La mujer declaró que habían acudido a la policía porque, a su juicio, Danny Mackay tenía que ser castigado. Y ahora estaba allí, en el despacho exterior, con una taza de plástico de café en la mano. Era una marchita y reseca granjera texana que vivía una solitaria existencia de viuda y seguramente buscaba un poco de notoriedad con su historia.

Una historia sobre Danny Mackay y Bonner Purvis.

¡Jesús bendito!

El investigador se dirigió al lavabo de hombres y se lavó cuidadosamente la cara, se limpió las uñas y se peinó el cabello hasta dejarlo planchado y reluciente. Había tenido una mañanita de alivio, en la que había recibido presiones de lo alto para que abandonara el caso del burdel y cerrara las diligencias, pero ahora aquella mujer con su vestido estampado de algodón y sus gastados zapatos le había arrojado una bomba de relojería sobre las rodillas.

La fotografía era auténtica, por supuesto. La mujer afirmaba haberla tomado ella misma en 1955 cuando un autocar de un predicador fundamentalista pasó por su localidad y ella se ofreció voluntariamente a acoger a dos de los miembros del grupo en su casa. Por caridad cristiana, decía, había acogido a Danny y Bonner, recibiendo a cambio la maldición de Satanás.

—No era natural lo que hacían aquellos chicos —le dijo a O’Malley—. Les vi con mis propios ojos en el dormitorio.

En realidad, la instantánea parecía muy inocente: dos sonrientes jóvenes, desnudos en una bañera en un patio posterior, tratando a todas luces de refrescarse y de pasar un rato agradable. Sostenían sendas cervezas en la mano y se rodeaban recíprocamente los hombros con un brazo. Un par de buenos chicos, holgazaneando un rato.

Sin embargo, el relato del acto de homosexualidad presenciado por aquella mujer ya no era tan inocente. Aquello cambiaba por completo la situación.

Y cambiaba también todo lo demás.

Porque O’Malley sabía que, cuando la historia se divulgara, la gente empezaría a pensar: si Danny Mackay cometió en otros tiempos actos indecentes con otro hombre, cabía la posibilidad de que fuera propietario de una casa de putas, de una revista pornográfica y de todo lo otro.

La fotografía y la declaración de la mujer podían acabar con él.

El teniente O’Malley tenía un problema. Simplemente le gustaba Danny Mackay y quería votar por él en noviembre. Pero era también un hombre de conciencia. La mujer y su fotografía no se podían ignorar.
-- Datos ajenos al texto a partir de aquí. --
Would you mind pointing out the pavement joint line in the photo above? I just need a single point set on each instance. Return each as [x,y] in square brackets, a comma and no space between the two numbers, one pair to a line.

En la suite de Mackay en el Century Plaza reinaba un gran ajetreo. Mientras su maquillador personal le preparaba para las cámaras de la televisión, sus ayudantes y asesores le recordaron una vez más los puntos del discurso que le habían redactado a toda prisa. A un lado, el senador permanecía de pie con rostro sombrío, acompañado de su hija Angélica en segundo plano.

Danny se sentía a gusto. El vaso de whisky Jack Daniel’s le había reconfortado y le había infundido fuerzas como en los viejos tiempos, y el discurso era estupendo. Los norteamericanos le suplicarían de rodillas que fuera su presidente cuando terminara de hablarles aquella noche. El discurso contenía incluso una leve insinuación en el sentido de que hasta el nombre del gran John Kennedy había sido mancillado por sus detractores.

Una de las secretarias se acercó a Danny y le dijo:

—Hay un tal investigador O’Malley fuera, señor. Dice que quiere hablar un momento con usted.

Danny hizo un gesto con la mano.

—Más tarde. Después del discurso.

—¿Qué querrá? —preguntó Bonner.

—¡Seguramente vendernos entradas para el baile de la policía!

Pero, cuando la otra secretaria entró corriendo y le dijo que la señorita Highland estaba al teléfono, Danny se puso en pie de un salto, se quitó la toalla que le rodeaba el cuello y entró como una exhalación en el dormitorio para recibir la llamada. De todos sus protectores financieros, Beverly Highland era uno de los más destacados. Su silencio en el transcurso de los últimos tres días le había matado. Mientras tomaba el teléfono, rezó para que ella tuviera algo favorable que decirle.

Su plegaria fue escuchada.

Beverly no solo le consideraba inocente de todas aquellas sórdidas imputaciones sino que, al día siguiente, iba a hacer una pública declaración, anunciando su incondicional apoyo a su candidatura.

—No me cabe la menor duda, reverendo —dijo con su pausado tono habitual— de que todo esto pasará y de que pronto, muy pronto, recibirá usted la recompensa que se merece.